On my walk home, I started thinking about all the ways I make friends and become involved in the community at home. Church. Not in my town. And other churches have services at the same time. School, nope. Work, nope. Yoga, nope again. They moved yoga to the park this week, and the teacher took my email address and said she’d email me, and give me a ride. But it’s Thursday, and I never heard back. :( Another fail.
I am really enjoying being here, walking around the village, and spending time with Holly and her family. I really love them, and love living with them. And I don’t really have to learn French for any reason. It could really be the perfect set-up for anyone, living with a great family in a great spot. But I LOVE learning languages. I love being able to communicate with someone from another country in their language--I love the connection it brings. I love hearing how they phrase things, and learning the idioms that reflect their culture. It really brings me so much joy. And I am so close in French. I can understand so much. I can speak well enough to get my ideas across. And I’m in their country, in one of their quaint little villages, but I just don’t know who to talk to.

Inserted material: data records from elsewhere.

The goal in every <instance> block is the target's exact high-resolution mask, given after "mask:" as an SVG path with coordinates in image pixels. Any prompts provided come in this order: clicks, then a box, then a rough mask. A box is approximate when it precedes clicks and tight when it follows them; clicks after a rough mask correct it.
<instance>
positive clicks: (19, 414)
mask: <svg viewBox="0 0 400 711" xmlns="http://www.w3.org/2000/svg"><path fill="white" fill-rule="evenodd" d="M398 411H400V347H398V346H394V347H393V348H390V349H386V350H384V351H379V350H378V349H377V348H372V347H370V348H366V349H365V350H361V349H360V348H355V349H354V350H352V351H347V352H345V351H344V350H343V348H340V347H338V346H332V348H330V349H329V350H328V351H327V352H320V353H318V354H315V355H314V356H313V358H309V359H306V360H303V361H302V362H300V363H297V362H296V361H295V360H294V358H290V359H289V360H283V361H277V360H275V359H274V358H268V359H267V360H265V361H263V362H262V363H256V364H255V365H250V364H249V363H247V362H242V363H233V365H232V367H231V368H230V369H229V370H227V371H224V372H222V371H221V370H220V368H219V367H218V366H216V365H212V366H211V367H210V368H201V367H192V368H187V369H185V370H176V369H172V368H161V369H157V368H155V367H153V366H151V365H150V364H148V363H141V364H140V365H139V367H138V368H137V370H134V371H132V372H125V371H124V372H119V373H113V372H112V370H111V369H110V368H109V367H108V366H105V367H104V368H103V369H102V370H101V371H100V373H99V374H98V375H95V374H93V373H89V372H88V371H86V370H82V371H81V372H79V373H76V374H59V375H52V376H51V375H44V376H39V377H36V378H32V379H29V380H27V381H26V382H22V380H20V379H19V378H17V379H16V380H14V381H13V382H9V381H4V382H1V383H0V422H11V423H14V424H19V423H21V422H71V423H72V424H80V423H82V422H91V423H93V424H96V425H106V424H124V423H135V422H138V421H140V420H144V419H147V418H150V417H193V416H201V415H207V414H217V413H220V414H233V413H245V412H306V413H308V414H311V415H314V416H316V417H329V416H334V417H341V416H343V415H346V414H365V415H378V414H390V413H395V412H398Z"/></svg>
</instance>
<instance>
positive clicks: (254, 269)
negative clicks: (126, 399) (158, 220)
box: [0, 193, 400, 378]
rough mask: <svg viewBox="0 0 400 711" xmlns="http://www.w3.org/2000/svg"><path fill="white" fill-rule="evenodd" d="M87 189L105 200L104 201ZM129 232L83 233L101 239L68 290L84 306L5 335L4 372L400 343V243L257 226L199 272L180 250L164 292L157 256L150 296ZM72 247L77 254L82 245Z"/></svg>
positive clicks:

I’ve thought a few times that I just need to get over it, and start talking to everyone I see. I’ve done it a few times, but it’s very hard, and I don’t really get to practice much, because a conversation with someone on the street is only going to be long enough to ask directions, or if they have a cigarette or lighter (I've been asked that a few times--so European!). Anyway, I realized that the reason I can’t just get myself to do that is that those sorts of conversations are not fulfilling to me. That’s not the part of the language I love. I am an introvert. I don’t enjoy small talk. Even in a foreign language. I crave heart-to-hearts with people I’ve built a trusting relationship with. And that’s what I crave here, in French. I need some French best friends.